Le travail rend libre

Pendant l’été 1942, une série d’affiches s’adresse aux centaines de milliers de chômeurs que compte la France et son économie désarticulée par la défaite et vampirisée par l’occupant. Du travail, il y en a, en Allemagne. Là-bas, 1,5 million de pères et de frères de ceux restés ou revenus en France végètent dans les stalags (1), les camps en Allemagne. Le 22 juin 1942, Pierre Laval expose son plan négocié avec les Allemands : pour trois travailleurs envoyés Outre-Rhin, un prisonnier rentrera chez lui. Plus profondément, le travail constitue l’un des piliers de la Révolution nationale. Au début de la nouvelle devise officielle imposée par Pétain, le travail remplace la liberté. Discipline de soi et discipline collective seraient le moyen d’acquérir l’indépendance, celle de l’ouvrier industrieux travaillant à l’accroissement de la richesse nationale et à l’amélioration du niveau de vie de sa famille. Dans les Chantiers de la jeunesse créés le 30 juillet 1940, Vichy met les jeunes de 20 ans au travail ; le 1er mai 1941 devient officiellement fête du Travail. Avant la loi sur le Service du Travail obligatoire le 16 février 1943, la politique de « Relève » tente de mobiliser les Français au cœur de la collaboration économique.

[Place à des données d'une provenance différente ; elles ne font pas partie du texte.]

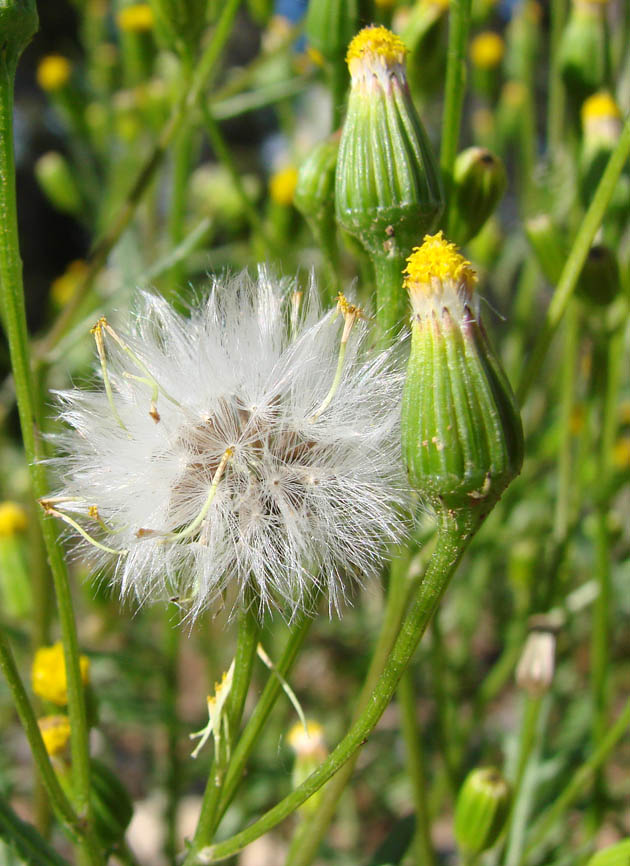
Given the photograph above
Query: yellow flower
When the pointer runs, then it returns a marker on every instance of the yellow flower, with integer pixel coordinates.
(282, 185)
(55, 732)
(53, 72)
(486, 50)
(12, 519)
(49, 674)
(137, 18)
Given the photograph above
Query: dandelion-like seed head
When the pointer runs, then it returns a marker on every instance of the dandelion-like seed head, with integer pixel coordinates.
(249, 450)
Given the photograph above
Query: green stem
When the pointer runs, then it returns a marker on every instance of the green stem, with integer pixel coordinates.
(416, 769)
(28, 408)
(306, 841)
(459, 24)
(577, 784)
(246, 644)
(58, 799)
(391, 298)
(454, 534)
(575, 261)
(183, 115)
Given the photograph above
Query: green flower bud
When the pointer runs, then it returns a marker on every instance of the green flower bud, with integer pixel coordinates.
(111, 804)
(583, 48)
(315, 194)
(387, 188)
(599, 281)
(479, 181)
(615, 855)
(57, 182)
(482, 807)
(18, 25)
(461, 429)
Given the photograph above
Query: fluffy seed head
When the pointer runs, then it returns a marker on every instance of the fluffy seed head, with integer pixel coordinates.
(250, 449)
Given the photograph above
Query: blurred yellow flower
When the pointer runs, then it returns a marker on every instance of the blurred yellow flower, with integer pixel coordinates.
(49, 674)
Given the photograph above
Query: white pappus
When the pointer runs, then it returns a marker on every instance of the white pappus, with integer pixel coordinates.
(248, 451)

Si tu veux la paix, participe à l’effort de guerre

Toi… repars pour qu’il vienne à son tour est une affiche de format vertical aux tonalités simples de gris-vert, d’orangé et de bleu, dans un style semi-réaliste typique de l’époque. Le cadre épais coloré en dégradé conduit le regard dans le sens de lecture traditionnel, vers un homme trentenaire en buste, vêtu d’une blouse de travail et d’une casquette d’ouvrier. Au centre, on lui adresse un discours à la seconde personne du singulier par le truchement d’une anaphore. Les mots « Toi… Toi… Toi… Repars » ressortent en majuscules et en rouge, personnalisant l’adresse vers une cible précise : celui qui a travaillé en Allemagne et n’y est pas encore retourné.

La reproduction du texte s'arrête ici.